11.12.2000 | 00:00

Sammlung Essl zeigt Klassische Moderne aus eigenen Beständen

Wurzeln der zeitgenössischen Kunst werden dokumentiert

Die Sammlung Essl in Klosterneuburg konzentriert sich auf die Kunst nach 1945, aber auch aus der Zeit vor 1945 gibt es einen reichen Bestand, der die Wurzeln der zeitgenössischen österreichischen Kunst dokumentiert. Unter dem Titel „Die Kunst davor“ werden seit 9. Dezember im Schömer-Haus in Klosterneuburg Werke der österreichischen Klassischen Moderne vor 1945 präsentiert.

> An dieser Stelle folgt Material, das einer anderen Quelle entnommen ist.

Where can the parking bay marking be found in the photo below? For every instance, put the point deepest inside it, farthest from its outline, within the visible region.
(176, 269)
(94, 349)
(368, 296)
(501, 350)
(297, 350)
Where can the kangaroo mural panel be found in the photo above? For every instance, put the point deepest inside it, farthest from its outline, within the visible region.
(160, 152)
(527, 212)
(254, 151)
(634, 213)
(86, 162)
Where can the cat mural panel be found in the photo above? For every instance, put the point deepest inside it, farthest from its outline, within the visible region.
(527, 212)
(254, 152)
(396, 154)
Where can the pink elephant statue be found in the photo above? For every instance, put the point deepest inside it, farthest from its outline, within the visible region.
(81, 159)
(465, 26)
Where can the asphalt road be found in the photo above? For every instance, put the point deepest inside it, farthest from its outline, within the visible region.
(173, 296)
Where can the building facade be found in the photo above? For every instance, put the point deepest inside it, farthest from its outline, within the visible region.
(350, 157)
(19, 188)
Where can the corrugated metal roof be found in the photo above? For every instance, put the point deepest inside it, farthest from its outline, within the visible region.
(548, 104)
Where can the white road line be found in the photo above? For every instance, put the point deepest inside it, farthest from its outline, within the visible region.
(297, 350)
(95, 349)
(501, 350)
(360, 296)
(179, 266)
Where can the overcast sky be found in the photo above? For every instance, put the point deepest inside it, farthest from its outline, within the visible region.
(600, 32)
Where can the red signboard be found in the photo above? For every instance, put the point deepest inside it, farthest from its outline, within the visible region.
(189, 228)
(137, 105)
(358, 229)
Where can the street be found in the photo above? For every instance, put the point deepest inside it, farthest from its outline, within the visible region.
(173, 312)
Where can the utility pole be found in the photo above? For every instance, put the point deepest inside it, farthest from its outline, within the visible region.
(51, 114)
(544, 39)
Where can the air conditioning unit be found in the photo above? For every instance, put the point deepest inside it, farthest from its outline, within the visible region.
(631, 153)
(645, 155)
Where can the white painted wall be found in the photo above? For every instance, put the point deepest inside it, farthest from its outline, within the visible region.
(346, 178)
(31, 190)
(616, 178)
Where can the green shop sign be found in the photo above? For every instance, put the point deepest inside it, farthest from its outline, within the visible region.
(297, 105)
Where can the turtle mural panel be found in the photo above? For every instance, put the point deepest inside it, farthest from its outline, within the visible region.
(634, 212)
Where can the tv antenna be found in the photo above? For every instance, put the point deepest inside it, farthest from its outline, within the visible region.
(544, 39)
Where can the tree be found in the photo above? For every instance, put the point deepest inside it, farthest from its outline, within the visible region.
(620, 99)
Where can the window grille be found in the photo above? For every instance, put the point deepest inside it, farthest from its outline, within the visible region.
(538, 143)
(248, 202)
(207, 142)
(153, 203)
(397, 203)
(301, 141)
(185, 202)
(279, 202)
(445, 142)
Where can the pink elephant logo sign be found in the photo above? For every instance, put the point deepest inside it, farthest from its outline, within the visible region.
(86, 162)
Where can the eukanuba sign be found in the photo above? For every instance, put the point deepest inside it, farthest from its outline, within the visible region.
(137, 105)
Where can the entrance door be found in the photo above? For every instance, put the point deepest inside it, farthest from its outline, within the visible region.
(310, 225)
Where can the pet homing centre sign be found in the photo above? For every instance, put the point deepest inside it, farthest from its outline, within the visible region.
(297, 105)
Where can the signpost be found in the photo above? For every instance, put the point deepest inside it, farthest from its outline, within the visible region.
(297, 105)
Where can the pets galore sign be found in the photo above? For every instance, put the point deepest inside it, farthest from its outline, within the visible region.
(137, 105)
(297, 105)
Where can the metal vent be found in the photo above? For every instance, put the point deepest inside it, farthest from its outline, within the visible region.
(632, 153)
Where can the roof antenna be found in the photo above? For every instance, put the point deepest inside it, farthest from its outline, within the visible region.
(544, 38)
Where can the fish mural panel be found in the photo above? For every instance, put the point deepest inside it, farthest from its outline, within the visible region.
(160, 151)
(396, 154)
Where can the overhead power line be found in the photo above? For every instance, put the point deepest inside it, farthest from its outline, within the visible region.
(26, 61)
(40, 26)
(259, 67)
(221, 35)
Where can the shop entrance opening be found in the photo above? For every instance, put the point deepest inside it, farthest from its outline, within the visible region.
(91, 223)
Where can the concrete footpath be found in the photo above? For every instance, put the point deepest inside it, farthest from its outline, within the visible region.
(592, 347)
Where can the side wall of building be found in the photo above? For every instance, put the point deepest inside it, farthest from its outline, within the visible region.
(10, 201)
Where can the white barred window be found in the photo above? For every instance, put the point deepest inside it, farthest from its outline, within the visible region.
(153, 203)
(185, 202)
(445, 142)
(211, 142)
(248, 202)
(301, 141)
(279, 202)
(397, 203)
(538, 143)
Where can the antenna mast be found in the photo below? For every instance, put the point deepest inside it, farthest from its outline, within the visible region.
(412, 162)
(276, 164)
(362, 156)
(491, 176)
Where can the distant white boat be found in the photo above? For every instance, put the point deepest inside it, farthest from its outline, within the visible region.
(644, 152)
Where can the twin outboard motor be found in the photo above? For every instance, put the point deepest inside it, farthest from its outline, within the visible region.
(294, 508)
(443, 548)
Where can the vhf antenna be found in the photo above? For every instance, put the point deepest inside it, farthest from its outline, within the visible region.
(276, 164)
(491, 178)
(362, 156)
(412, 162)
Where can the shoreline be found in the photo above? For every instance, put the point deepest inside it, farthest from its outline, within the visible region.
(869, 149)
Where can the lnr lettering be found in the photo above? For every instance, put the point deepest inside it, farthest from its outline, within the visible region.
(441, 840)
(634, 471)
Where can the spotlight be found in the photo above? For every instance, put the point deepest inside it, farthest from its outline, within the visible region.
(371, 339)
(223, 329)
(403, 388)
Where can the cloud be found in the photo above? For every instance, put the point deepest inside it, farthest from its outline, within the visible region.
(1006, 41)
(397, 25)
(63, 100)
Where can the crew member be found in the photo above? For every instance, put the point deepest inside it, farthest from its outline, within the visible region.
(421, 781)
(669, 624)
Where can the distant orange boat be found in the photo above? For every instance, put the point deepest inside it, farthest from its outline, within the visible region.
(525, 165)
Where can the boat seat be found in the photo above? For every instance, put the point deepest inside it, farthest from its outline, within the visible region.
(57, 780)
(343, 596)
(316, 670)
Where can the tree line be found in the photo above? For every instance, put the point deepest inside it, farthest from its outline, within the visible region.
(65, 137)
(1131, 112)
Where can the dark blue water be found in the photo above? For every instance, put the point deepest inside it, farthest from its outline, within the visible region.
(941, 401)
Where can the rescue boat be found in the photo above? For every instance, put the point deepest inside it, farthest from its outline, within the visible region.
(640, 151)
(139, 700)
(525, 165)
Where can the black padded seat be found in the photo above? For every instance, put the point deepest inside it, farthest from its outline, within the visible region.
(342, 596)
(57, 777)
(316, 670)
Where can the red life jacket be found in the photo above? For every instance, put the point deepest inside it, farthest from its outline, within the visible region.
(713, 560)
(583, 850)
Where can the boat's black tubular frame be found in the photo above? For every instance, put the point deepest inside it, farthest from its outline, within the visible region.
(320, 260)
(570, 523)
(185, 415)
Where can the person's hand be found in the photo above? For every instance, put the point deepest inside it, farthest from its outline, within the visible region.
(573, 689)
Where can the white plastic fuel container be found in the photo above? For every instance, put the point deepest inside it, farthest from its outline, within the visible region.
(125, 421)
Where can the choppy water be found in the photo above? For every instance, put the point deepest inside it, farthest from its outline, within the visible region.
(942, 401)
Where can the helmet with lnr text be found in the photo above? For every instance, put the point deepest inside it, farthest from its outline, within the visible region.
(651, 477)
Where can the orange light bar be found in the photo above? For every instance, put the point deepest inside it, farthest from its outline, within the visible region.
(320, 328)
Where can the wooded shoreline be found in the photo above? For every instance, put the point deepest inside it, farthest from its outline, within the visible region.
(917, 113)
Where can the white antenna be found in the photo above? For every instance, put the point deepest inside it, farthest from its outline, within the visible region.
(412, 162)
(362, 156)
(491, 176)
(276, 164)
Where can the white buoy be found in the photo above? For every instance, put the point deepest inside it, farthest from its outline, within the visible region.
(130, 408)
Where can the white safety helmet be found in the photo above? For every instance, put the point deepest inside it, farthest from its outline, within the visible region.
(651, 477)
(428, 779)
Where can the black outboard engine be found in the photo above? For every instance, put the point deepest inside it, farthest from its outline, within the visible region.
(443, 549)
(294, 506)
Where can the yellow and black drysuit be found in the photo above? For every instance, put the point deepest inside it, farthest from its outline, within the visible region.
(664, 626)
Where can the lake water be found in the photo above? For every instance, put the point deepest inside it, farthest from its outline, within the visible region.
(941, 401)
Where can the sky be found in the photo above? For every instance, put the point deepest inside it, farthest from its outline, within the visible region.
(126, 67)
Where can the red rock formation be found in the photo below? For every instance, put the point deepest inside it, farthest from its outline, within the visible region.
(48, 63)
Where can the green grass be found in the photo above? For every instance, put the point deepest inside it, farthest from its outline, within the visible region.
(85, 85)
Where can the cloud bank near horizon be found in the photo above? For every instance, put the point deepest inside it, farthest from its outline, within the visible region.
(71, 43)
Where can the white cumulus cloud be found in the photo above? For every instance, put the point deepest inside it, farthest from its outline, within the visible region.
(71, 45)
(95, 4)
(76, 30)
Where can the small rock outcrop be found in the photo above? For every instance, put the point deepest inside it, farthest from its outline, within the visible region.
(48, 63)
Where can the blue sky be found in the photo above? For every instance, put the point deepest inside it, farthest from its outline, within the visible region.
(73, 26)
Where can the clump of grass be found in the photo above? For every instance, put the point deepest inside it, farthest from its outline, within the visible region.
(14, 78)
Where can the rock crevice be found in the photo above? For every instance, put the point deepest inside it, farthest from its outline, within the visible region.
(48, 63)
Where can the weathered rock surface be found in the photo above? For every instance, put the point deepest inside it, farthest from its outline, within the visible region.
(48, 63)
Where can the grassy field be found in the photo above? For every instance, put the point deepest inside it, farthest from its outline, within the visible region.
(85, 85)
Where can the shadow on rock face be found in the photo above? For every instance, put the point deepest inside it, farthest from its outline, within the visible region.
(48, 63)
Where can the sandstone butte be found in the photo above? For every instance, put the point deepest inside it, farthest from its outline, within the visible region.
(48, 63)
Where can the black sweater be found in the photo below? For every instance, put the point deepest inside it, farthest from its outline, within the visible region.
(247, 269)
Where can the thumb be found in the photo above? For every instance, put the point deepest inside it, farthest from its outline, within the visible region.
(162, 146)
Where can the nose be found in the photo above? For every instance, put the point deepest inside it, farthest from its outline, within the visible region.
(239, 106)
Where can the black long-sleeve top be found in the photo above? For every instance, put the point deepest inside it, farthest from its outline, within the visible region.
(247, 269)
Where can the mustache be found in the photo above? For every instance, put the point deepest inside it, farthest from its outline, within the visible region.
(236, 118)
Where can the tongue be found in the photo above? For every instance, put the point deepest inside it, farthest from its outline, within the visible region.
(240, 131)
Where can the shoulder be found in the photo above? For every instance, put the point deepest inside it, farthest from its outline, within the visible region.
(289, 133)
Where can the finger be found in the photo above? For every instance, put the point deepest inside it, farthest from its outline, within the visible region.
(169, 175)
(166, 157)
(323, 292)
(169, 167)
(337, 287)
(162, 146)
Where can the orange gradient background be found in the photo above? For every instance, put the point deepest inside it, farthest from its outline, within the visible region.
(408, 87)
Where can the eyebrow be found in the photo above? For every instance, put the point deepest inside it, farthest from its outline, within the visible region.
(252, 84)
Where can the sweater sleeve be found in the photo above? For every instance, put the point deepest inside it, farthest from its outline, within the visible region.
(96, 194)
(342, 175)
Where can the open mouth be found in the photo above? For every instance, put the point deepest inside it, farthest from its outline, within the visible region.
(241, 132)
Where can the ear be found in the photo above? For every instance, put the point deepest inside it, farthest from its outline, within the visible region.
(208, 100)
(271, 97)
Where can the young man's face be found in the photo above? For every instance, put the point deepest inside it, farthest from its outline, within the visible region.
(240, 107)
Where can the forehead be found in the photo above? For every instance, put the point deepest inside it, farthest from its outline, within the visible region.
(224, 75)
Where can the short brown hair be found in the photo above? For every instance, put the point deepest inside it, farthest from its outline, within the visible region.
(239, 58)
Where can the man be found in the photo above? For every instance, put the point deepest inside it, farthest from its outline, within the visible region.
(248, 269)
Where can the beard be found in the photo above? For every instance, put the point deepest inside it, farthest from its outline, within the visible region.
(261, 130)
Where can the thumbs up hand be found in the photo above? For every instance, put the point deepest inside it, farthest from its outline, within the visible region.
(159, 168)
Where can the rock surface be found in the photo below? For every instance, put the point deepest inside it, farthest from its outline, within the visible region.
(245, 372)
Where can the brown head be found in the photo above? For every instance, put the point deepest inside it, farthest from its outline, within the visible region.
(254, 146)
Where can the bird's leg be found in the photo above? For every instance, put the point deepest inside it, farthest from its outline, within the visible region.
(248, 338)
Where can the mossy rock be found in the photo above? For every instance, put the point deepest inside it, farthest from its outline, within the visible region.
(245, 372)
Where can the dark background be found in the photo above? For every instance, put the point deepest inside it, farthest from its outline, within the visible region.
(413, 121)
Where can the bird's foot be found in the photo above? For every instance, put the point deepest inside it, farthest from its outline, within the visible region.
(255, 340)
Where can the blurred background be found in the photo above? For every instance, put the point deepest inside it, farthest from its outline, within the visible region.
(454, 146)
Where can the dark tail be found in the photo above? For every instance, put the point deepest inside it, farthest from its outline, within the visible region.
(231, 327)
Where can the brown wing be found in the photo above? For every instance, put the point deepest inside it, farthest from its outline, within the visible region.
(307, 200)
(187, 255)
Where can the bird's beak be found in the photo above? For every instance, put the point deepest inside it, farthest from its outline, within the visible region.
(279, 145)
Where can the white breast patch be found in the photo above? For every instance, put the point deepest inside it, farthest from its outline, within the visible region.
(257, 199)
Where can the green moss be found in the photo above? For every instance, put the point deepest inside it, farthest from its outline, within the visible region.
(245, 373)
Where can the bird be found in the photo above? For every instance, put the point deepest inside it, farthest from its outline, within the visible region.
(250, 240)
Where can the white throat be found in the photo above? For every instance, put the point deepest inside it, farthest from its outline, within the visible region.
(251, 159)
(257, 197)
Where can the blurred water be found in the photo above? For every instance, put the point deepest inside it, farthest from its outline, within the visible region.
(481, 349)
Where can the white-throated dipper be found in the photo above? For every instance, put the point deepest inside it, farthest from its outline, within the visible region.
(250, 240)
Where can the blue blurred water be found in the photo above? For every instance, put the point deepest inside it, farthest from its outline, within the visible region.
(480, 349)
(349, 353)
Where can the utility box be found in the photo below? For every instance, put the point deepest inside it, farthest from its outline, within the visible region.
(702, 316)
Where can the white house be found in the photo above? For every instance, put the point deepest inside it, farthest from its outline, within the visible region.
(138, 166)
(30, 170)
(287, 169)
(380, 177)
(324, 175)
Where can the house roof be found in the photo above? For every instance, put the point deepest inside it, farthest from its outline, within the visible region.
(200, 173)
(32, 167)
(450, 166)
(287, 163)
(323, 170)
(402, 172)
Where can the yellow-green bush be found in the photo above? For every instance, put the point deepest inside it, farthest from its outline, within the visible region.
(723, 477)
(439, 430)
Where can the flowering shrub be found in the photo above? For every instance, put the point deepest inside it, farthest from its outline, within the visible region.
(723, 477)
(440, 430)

Auf den vier Ebenen des Schömer-Hauses sind insgesamt 128 Gemälde der bedeutendsten österreichischen Maler der ersten Hälfte des 20. Jahrhunderts zu sehen, u.a. von Werner Berg, Herbert Boeckl, Arnold Clementschitsch, Albin Egger-Lienz, Albert Paris Gütersloh, Sebastian Isepp, Anton Kolig, Alfred Kubin, Anton Mahringer, Carl Moll, Wilhelm Thöny, Franz Wiegele und Alfons Walde.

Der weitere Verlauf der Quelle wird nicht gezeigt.